Russia has spared no expense in hosting the event on a scale incomparable to previous APEC summits, defying the current global belt-tightening at a time of economic crisis.
  
The massive construction drive for the summit has seen the building of what is reputed to be the world's highest suspension bridge to connect Vladivostok with the summit venue on Russky Island at a height of 1,872 metres (6,177 feet).
  
Rather than taking the easy option of hosting the summit on the mainland, Russia decided that the venue would be the almost virgin Russky Island where a huge new facility resembling an American campus has been built.
  
Once the weekend summit is over, the buildings will house the Far Eastern Federal University, with an initial intake of 25,000 students although the authorities hope to attract even more students from across Asia.

Visit Vladivostok with Jonathan Dimbleby in Russia: A Journey on SBS OnDemand

MAJOR MAKEOVER
  
In a construction drive that officials hope will transform the spectacularly situated city into Russia's answer to San Francisco or Istanbul, another giant suspension bridge has also been built across the Golden Horn bay to help relieve notorious traffic jams.
  
A brand new airport terminal is already receiving summit visitors who can then take a new rail link straight into the city -- avoiding the pesky traffic jams. Other less visible improvements have also been made including modern sewage treatment works.
  
The total bill has come to 670 billion rubles ($20.7 billion/16.5 billion euros), a colossal sum for a country that only in 2008 was reeling from the economic crisis.
  
The investment marks a massive turnaround for the fabled Pacific terminus of the Trans-Siberian railway which is home to the Russian Pacific Fleet but fell into virtual dereliction after the fall of the Soviet Union.
  
Its fishery-based industries crumbled, residents moved to Russian cities further west in search of a better life and mafia gangland shootouts were commonplace while Moscow turned a blind eye.
  
"Over the last 20 years, the federal centre unjustly forgot the Far East and now perhaps this has finally been reversed," said Vasily Avchenko, correspondent of the Novaya Gazeta newspaper in Vladivostok and the author of several books on the city.
  
"We all live on the same land mass but sometimes we have had the feeling we were on some far-flung isle," he told AFP.
  
Not even the $20 billion makeover has smoothed all the city's rough edges.
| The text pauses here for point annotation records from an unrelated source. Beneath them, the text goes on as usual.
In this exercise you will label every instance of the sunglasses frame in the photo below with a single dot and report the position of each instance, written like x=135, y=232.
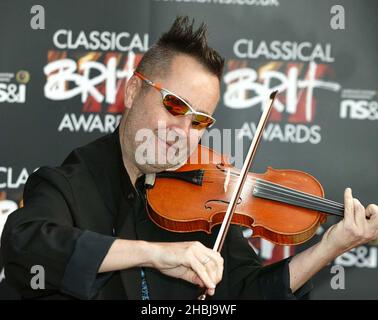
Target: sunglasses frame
x=164, y=92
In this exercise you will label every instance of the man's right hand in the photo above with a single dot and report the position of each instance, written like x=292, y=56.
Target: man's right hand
x=190, y=261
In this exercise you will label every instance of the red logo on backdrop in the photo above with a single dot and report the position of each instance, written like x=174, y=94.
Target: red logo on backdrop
x=97, y=78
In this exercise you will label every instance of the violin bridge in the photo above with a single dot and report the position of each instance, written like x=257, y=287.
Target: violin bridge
x=227, y=180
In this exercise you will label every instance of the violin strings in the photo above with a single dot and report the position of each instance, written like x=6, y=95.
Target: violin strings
x=289, y=195
x=286, y=188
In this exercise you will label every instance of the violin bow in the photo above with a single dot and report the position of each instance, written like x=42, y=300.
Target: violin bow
x=241, y=180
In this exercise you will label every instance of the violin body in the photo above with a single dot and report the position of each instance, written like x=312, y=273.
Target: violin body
x=181, y=206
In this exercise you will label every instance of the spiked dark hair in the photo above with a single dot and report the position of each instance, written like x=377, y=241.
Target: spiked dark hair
x=181, y=38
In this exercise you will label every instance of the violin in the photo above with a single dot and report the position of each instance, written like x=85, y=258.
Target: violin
x=283, y=206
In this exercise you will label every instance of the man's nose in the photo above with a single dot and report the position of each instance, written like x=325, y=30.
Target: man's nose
x=184, y=123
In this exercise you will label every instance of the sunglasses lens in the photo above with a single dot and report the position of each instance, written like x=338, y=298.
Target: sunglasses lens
x=177, y=107
x=201, y=121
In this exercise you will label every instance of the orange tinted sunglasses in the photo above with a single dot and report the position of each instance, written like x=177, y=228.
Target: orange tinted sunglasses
x=177, y=106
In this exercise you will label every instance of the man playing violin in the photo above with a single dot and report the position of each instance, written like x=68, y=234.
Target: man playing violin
x=85, y=222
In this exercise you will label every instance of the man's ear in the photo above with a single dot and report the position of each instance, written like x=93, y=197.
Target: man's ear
x=131, y=90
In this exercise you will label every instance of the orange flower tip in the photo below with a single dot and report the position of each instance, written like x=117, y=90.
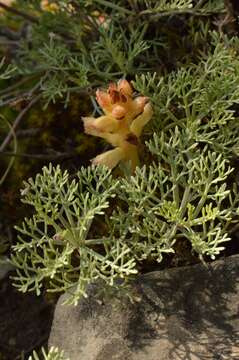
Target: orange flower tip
x=141, y=101
x=103, y=98
x=125, y=88
x=132, y=139
x=90, y=127
x=119, y=112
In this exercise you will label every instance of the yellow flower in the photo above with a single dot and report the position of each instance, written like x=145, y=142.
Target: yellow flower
x=123, y=122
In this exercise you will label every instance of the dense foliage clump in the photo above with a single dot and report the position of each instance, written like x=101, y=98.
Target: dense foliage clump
x=90, y=223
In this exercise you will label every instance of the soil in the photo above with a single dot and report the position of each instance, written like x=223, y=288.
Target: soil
x=25, y=322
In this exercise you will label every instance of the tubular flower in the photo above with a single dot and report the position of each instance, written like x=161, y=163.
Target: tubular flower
x=121, y=126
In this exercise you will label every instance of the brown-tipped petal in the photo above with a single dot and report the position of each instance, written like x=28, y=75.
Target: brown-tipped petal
x=125, y=88
x=105, y=123
x=140, y=102
x=118, y=112
x=110, y=158
x=103, y=99
x=90, y=126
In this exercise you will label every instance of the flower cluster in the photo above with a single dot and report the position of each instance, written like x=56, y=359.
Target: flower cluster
x=124, y=119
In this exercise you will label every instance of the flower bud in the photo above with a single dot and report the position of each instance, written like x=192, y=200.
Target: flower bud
x=118, y=112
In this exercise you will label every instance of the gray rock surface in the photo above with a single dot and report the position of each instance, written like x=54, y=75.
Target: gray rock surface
x=187, y=313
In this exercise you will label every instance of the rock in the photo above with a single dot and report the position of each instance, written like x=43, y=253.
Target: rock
x=187, y=313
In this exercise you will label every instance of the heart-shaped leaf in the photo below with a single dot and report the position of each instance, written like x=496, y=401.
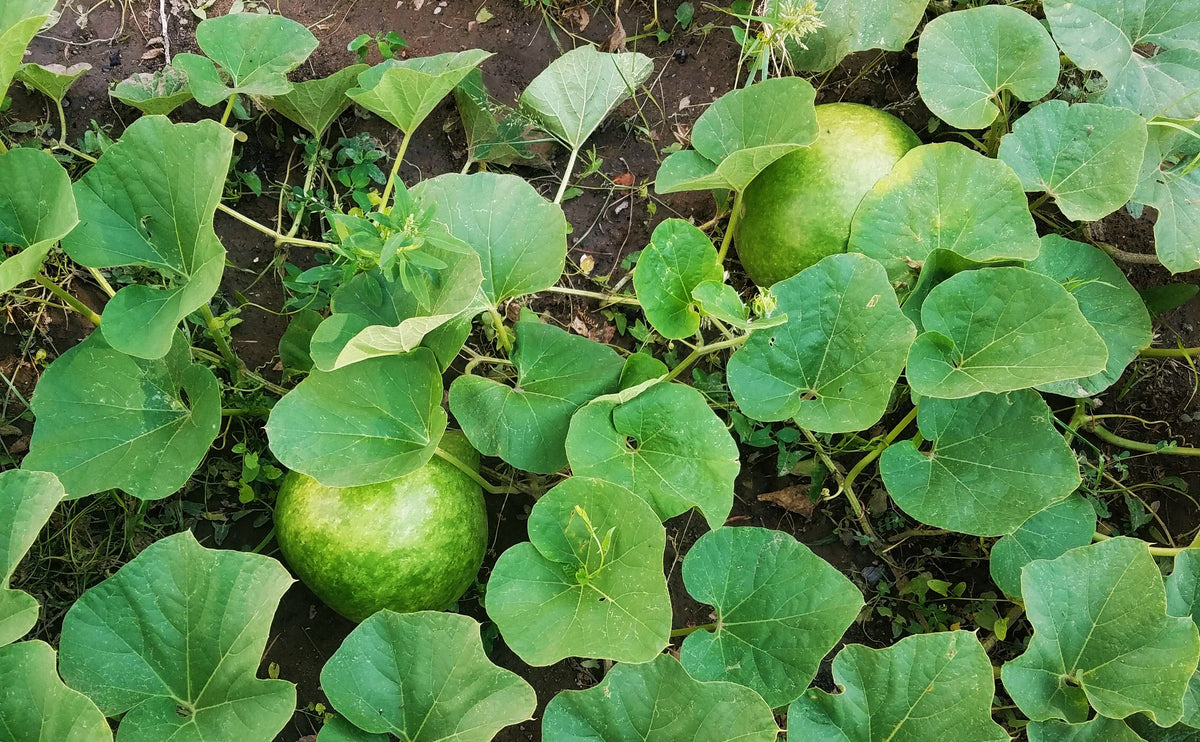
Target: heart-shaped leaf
x=34, y=216
x=173, y=641
x=588, y=582
x=1086, y=156
x=1150, y=53
x=576, y=91
x=943, y=197
x=678, y=258
x=995, y=461
x=247, y=53
x=52, y=81
x=658, y=701
x=315, y=105
x=741, y=135
x=1102, y=638
x=1047, y=534
x=35, y=706
x=405, y=91
x=780, y=609
x=150, y=202
x=27, y=500
x=526, y=424
x=371, y=422
x=999, y=329
x=1109, y=304
x=665, y=444
x=154, y=93
x=520, y=237
x=424, y=677
x=966, y=58
x=833, y=364
x=106, y=419
x=924, y=688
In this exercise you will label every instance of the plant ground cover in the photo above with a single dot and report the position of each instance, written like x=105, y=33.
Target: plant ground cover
x=916, y=579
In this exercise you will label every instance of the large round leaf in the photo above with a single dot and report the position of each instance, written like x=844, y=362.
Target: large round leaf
x=371, y=422
x=741, y=135
x=924, y=688
x=665, y=444
x=995, y=461
x=1109, y=304
x=1102, y=638
x=27, y=500
x=1086, y=156
x=833, y=364
x=150, y=202
x=588, y=582
x=424, y=677
x=520, y=237
x=255, y=52
x=527, y=424
x=173, y=641
x=943, y=197
x=1047, y=534
x=35, y=706
x=658, y=701
x=106, y=419
x=999, y=329
x=966, y=58
x=780, y=609
x=678, y=258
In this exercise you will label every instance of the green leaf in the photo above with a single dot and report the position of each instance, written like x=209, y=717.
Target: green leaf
x=253, y=52
x=106, y=419
x=150, y=202
x=1109, y=304
x=34, y=216
x=576, y=91
x=1086, y=156
x=678, y=258
x=371, y=422
x=520, y=237
x=315, y=105
x=741, y=135
x=1114, y=39
x=999, y=329
x=27, y=500
x=19, y=22
x=924, y=688
x=376, y=315
x=173, y=640
x=833, y=364
x=403, y=93
x=995, y=461
x=1047, y=534
x=665, y=444
x=526, y=424
x=35, y=706
x=154, y=93
x=52, y=81
x=967, y=58
x=780, y=609
x=943, y=197
x=561, y=594
x=852, y=27
x=1102, y=636
x=658, y=701
x=424, y=677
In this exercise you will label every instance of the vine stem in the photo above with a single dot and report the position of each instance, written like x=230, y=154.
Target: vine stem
x=703, y=351
x=491, y=489
x=77, y=305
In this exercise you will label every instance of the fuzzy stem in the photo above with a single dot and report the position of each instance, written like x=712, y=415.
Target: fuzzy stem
x=77, y=305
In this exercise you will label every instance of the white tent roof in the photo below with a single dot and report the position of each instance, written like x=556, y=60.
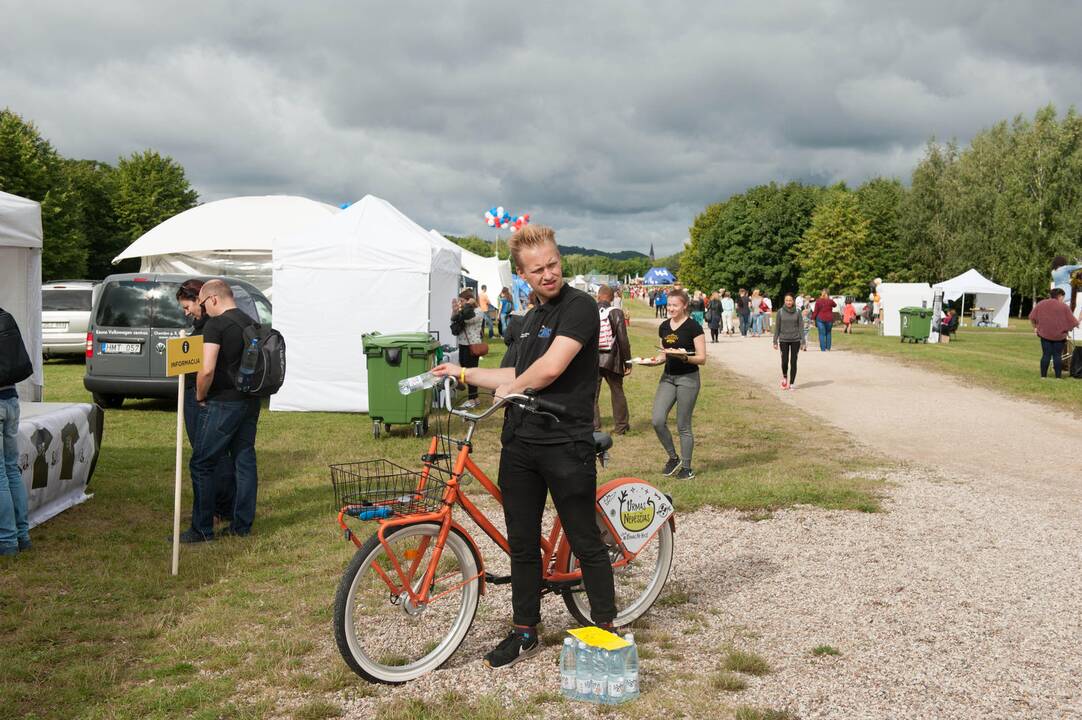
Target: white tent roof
x=236, y=223
x=970, y=282
x=21, y=279
x=367, y=269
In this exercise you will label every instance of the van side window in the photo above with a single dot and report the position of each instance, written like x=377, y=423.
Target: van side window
x=123, y=304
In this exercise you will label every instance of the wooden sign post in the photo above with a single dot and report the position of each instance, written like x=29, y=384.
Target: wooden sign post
x=182, y=355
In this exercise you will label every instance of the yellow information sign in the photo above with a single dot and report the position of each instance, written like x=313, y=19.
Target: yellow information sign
x=183, y=355
x=598, y=638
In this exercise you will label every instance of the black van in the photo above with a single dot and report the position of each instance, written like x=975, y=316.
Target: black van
x=133, y=316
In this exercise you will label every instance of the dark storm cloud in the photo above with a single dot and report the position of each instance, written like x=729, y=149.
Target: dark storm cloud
x=614, y=121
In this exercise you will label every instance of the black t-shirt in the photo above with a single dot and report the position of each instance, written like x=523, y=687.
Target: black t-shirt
x=682, y=338
x=572, y=314
x=226, y=330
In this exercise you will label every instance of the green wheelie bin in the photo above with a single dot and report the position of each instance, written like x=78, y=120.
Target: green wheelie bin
x=915, y=324
x=391, y=358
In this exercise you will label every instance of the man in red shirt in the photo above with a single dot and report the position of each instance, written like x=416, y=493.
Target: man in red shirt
x=823, y=315
x=1052, y=321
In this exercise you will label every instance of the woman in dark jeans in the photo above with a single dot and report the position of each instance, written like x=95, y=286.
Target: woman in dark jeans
x=225, y=482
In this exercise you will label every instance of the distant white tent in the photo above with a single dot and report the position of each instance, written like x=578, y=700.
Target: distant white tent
x=367, y=269
x=225, y=237
x=21, y=279
x=988, y=295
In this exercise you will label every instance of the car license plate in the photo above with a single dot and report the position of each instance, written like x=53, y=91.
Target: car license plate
x=121, y=348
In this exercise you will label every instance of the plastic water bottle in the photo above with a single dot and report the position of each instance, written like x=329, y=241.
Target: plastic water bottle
x=583, y=683
x=568, y=668
x=248, y=362
x=599, y=676
x=630, y=669
x=418, y=382
x=615, y=671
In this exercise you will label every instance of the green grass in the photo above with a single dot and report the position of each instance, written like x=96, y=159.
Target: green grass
x=95, y=627
x=747, y=662
x=1006, y=360
x=819, y=651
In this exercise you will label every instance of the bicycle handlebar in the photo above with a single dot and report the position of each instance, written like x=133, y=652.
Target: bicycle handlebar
x=527, y=402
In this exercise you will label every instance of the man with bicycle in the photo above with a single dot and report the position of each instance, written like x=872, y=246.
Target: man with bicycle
x=555, y=355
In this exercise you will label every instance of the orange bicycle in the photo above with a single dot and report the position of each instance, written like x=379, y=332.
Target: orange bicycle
x=409, y=596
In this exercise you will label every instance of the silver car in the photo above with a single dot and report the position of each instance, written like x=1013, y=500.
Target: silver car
x=65, y=316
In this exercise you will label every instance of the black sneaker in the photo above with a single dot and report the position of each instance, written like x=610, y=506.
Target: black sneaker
x=514, y=648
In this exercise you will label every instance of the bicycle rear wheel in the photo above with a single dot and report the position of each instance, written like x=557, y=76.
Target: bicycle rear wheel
x=637, y=584
x=381, y=635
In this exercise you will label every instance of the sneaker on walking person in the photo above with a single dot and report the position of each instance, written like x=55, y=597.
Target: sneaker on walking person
x=515, y=648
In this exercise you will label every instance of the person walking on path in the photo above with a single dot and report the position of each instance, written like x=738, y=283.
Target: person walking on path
x=848, y=315
x=683, y=351
x=614, y=352
x=714, y=315
x=743, y=310
x=14, y=519
x=556, y=355
x=1052, y=321
x=823, y=313
x=728, y=313
x=227, y=419
x=789, y=337
x=466, y=316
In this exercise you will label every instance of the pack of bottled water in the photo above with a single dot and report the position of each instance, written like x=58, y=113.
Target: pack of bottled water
x=594, y=675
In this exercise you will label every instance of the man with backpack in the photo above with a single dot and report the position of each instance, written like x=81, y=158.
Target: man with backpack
x=614, y=351
x=14, y=367
x=227, y=417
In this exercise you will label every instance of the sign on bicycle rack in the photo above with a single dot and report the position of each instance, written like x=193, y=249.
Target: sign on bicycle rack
x=636, y=511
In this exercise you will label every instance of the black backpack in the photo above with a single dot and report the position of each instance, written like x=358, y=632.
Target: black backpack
x=15, y=364
x=271, y=362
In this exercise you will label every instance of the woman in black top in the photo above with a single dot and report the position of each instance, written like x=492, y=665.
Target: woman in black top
x=683, y=351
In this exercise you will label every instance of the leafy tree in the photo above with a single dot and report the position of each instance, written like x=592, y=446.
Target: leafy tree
x=833, y=252
x=31, y=168
x=149, y=188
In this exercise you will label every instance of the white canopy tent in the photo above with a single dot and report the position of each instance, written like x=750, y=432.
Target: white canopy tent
x=21, y=280
x=228, y=237
x=988, y=295
x=367, y=269
x=896, y=296
x=490, y=272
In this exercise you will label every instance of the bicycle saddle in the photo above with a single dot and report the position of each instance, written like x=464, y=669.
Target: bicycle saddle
x=603, y=441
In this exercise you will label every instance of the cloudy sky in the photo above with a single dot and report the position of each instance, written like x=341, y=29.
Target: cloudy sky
x=614, y=121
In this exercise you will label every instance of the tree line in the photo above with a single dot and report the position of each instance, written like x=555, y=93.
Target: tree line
x=90, y=210
x=1006, y=204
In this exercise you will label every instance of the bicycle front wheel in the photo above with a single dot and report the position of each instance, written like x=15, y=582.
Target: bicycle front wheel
x=382, y=636
x=637, y=584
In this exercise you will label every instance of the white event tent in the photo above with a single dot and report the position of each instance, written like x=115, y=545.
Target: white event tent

Bumpy roads, dust-strewn pavements and derelict buildings show the city still has some way to go before realising the Kremlin's ambition to make it a Far East investment capital like Hong Kong or Singapore.
  
The project has divided Vladivostok's immensely proud residents, some of whom are grateful for the attention finally being bestowed on their city while others scorn the summit as a massive waste of misdirected funds.
  
Natalya Zubarevich, an expert with the Moscow-based Independent Institute for Social Policy, lambasted the project as suffering from "megalomania" and criticised the authorities for hosting the summit out on Russky Island.
  
"There were many options for Vladivostok and one of them was to create the infrastructure for the summit on the mainland," she said.
  
Once the Moscow bigwigs have gone home, the local authorities will then have the expensive task of maintaining the grand new facilities that have been built.
  
"They are going to need extra funds to do this and there is not huge funding available for this," she said, comparing the project to a "Potemkin village" designed to mask the real living standards in the city.